Saepul Tavip

Penulis: Erwan Mayulu

JAKARTA,NAKERONLINE.COM–Institut Hubungan Industrial Indonesia (IHII) mengkritik proses pembentukan dan pengesahan UU Tentang Rancangan Undang-Undang Pengembangan
dan Penguatan Sektor Keuangan (RUU P2SK) menjadi UU P2SK pada tanggal 15
Desember 2022 lalu.

Pernyataan DPP IHII yang diteken Ketua Umum
Saepul Tavip dan Sekretaris Jenderal
Enung Yani Rukman,Sabtu (24/12/2022) menyebutkan,
proses pembuatan UU P2SK menggunakan metode Omnibus
Law yang menyasar beberapa UU di Sektor Keuangan, yang salah satunya adalah
UU No. 40 tahun 2004 tentang Sistem Jaminan Sosial Nasional (SJSN).
Proses pembuatan dan pengesahan UU P2SK relatif cepat, tertutup dan tidak
melibatkan masyarakat termasuk Serikat Pekerja/Serikat Buruh (SP/SB), seperti
pembuatan dan pengesahan UU No. 11 Tahun 2020 tentang Cipta Kerja yang pada
akhirnya diputus Inkonstitusional Bersyarat oleh Mahkamah Konstitusi.


Ditekankannya,proses
pembuatan UU P2SK sudah mengingkari isi Pasal 96 UU No. 13 Tahun 2022 tentang
Pembuatan Peraturan Perundangan. Pengesahan UU P2SK tanggal 15 Desember
lalu dilakukan sebelum DPR melakukan reses ke daerah pemilihan.
UU P2SK ini terdiri dari 27 Bab dan 341 Pasal. Bab XII UU P2SK memuat tentang
Dana Pensiun, Program Jaminan Hari Tua (JHT), dan Program Pensiun yang terdiri
dari 68 Pasal. Pasal 188 mengatur hal baru tentang JHT, dengan merevisi Pasal 36,
37 dan 38 UU SJSN. Demikian juga Pasal 189 menyasar Program Jaminan Pensiun
yang diatur dalam UU SJSN.
Pasal 188 UU P2SK membagi dana JHT pada dua akun yaitu Akun Utama (AU) dan
Akun Tambahan (AT), dengan komposisi AU lebih besar dari AT. Dana pada AU bisa
dicairkan pada saat pekerja memasuki masa pensiun, cacat total tidak bisa bekerja
kembali, serta meninggal dunia.

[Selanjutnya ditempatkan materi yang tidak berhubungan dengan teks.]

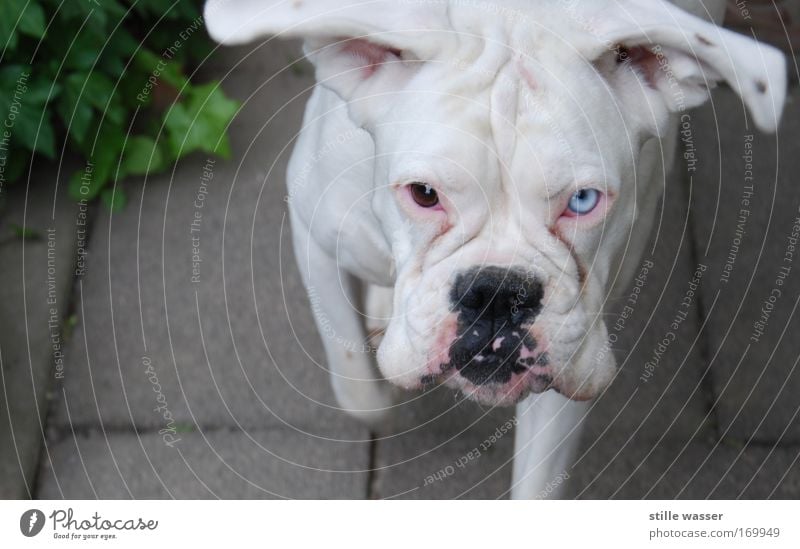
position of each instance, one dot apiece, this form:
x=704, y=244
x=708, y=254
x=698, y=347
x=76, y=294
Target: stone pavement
x=204, y=376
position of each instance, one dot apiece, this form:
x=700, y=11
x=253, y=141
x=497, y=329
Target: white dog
x=488, y=171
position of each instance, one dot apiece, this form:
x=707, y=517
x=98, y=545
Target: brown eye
x=424, y=195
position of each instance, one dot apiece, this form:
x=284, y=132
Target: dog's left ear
x=358, y=49
x=680, y=56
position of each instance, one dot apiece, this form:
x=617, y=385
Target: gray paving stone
x=36, y=276
x=440, y=448
x=229, y=464
x=237, y=348
x=671, y=398
x=757, y=382
x=641, y=414
x=670, y=402
x=698, y=470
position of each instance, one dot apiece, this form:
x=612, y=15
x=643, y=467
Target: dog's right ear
x=358, y=49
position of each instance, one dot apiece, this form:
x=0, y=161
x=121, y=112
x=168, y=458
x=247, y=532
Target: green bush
x=106, y=79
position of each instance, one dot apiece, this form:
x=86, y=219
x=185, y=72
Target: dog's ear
x=358, y=49
x=680, y=56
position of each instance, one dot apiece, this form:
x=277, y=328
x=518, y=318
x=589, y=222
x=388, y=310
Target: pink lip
x=536, y=379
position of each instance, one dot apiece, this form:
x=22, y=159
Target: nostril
x=497, y=292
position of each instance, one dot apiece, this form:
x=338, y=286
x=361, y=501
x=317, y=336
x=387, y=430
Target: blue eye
x=583, y=201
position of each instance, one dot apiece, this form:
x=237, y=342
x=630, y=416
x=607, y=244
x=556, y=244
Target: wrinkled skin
x=504, y=116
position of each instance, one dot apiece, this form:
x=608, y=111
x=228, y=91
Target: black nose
x=495, y=306
x=498, y=294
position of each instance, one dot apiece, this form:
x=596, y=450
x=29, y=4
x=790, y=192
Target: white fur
x=506, y=109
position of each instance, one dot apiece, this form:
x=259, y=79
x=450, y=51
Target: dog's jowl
x=495, y=174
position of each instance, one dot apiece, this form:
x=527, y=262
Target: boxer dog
x=488, y=171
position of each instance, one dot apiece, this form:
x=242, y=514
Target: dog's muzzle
x=496, y=307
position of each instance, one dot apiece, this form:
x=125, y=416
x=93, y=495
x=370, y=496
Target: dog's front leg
x=545, y=440
x=332, y=292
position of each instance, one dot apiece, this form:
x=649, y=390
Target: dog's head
x=508, y=177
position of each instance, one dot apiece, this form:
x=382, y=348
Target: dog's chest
x=330, y=185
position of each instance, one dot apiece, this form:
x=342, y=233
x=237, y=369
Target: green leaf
x=29, y=129
x=141, y=156
x=114, y=198
x=10, y=11
x=33, y=21
x=75, y=113
x=83, y=184
x=99, y=92
x=200, y=122
x=155, y=65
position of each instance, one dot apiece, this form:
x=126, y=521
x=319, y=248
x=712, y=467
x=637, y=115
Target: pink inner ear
x=643, y=58
x=368, y=55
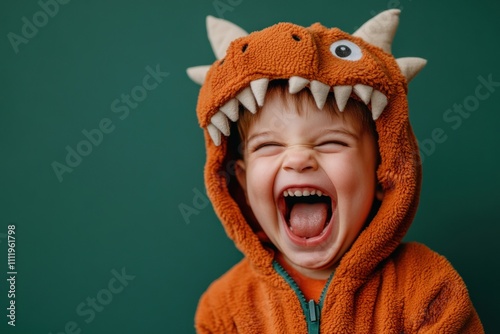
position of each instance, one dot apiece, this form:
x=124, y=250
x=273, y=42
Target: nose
x=300, y=160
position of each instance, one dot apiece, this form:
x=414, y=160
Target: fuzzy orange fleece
x=381, y=285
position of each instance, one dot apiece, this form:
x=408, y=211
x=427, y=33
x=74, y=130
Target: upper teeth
x=299, y=193
x=256, y=94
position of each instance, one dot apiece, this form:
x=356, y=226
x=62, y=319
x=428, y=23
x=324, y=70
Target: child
x=314, y=171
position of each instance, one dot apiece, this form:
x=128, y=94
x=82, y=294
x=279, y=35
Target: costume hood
x=309, y=58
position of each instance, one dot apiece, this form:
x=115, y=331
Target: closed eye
x=333, y=142
x=265, y=145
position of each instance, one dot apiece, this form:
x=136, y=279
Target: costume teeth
x=296, y=84
x=320, y=93
x=364, y=92
x=221, y=122
x=259, y=89
x=214, y=133
x=230, y=109
x=379, y=102
x=255, y=95
x=247, y=100
x=342, y=94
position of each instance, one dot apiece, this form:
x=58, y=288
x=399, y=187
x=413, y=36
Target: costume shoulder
x=218, y=304
x=436, y=299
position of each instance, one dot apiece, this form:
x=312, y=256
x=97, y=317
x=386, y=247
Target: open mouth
x=307, y=211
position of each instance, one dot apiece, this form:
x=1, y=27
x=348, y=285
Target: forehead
x=282, y=110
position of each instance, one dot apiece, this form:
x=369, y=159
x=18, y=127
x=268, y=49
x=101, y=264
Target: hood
x=305, y=56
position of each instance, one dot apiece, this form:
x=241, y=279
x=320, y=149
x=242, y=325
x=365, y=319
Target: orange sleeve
x=436, y=298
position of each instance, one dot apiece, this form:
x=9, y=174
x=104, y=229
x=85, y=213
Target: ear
x=241, y=174
x=221, y=33
x=380, y=29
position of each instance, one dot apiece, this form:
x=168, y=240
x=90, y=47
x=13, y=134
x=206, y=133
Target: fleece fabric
x=381, y=285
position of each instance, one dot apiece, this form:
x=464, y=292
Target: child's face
x=315, y=151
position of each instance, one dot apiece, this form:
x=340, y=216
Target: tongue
x=308, y=220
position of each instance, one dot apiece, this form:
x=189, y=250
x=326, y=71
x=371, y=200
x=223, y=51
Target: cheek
x=260, y=180
x=354, y=181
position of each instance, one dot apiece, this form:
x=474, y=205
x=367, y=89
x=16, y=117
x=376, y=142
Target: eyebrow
x=324, y=132
x=341, y=131
x=259, y=134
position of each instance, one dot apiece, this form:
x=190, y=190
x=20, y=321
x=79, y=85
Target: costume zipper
x=312, y=311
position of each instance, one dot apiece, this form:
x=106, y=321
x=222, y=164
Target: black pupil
x=342, y=51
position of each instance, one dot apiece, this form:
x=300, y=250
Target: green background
x=119, y=208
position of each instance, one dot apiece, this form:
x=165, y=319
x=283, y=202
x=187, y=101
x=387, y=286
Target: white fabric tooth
x=296, y=84
x=221, y=122
x=231, y=109
x=259, y=89
x=342, y=94
x=379, y=101
x=320, y=92
x=215, y=134
x=364, y=92
x=198, y=73
x=221, y=33
x=247, y=100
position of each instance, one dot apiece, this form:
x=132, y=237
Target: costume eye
x=346, y=50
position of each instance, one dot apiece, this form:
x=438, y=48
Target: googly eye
x=346, y=50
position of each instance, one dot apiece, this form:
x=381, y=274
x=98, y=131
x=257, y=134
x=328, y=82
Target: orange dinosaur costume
x=381, y=285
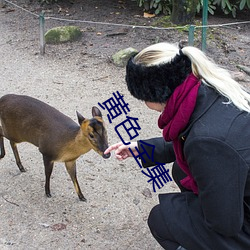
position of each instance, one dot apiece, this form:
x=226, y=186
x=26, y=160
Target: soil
x=76, y=76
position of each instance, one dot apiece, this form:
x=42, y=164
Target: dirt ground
x=76, y=76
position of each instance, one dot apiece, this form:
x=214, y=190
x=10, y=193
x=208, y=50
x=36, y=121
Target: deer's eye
x=91, y=136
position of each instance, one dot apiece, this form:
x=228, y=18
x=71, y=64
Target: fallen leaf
x=147, y=15
x=58, y=227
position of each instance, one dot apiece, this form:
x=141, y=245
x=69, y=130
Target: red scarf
x=174, y=119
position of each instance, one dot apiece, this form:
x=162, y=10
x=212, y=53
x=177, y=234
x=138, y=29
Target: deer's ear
x=96, y=112
x=80, y=118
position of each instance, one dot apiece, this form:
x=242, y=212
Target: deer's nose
x=106, y=156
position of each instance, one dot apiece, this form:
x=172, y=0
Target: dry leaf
x=58, y=227
x=147, y=15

Sementara dana di AT bisa dicairkan sebagian atau
seluruhnya bila ada kepentingan mendesak dari Pekerja.
Pasal 188 mengamanatkan pembentukan tiga Peraturan Pemerintah (PP) yaitu PP
tentang besaran proporsi iuran yang ditempatkan pada AU dan AT, PP tentang
manfaat jaminan hari tua serta hasil pengembangan dana JHT, dan PP tentang
besaran iuran JHT.

Masalah JHT menjadi masalah krusial bagi kalangan SP/SB dan Pekerja. Selama ini
pekerja yang terPHK terbantu dengan dana JHT yang bisa dicairkan. Pengaturan baru
tentang JHT di UU P2SK selayaknya harus mampu mendukung daya beli pekerja dan
keluarganya paska mengalami PHK.
Oleh karena itu Institut Hubungan Industrial Indonesia (IHII) menyatakan dan
memberikan kritik dan saran atas pengesahan UU P2SK terkait dengan JHT dan JP,

LIBATKAN SP/SB

Terkait itu IHII
mendesak Pemerintah agar melibatkan SP/SB dan membuka ruang negosiasi
dalam pembahasan PP tentang JHT dan PP tentang Jaminan Pensiun yang
diamanatkan UU P2SK.

Mengajak seluruh SP/SB untuk mengkritisi UU P2SK terkait program JHT dan JP,
dan melakukan kajian serta usulan guna dimasukkan dalam PP JHT dan PP JP.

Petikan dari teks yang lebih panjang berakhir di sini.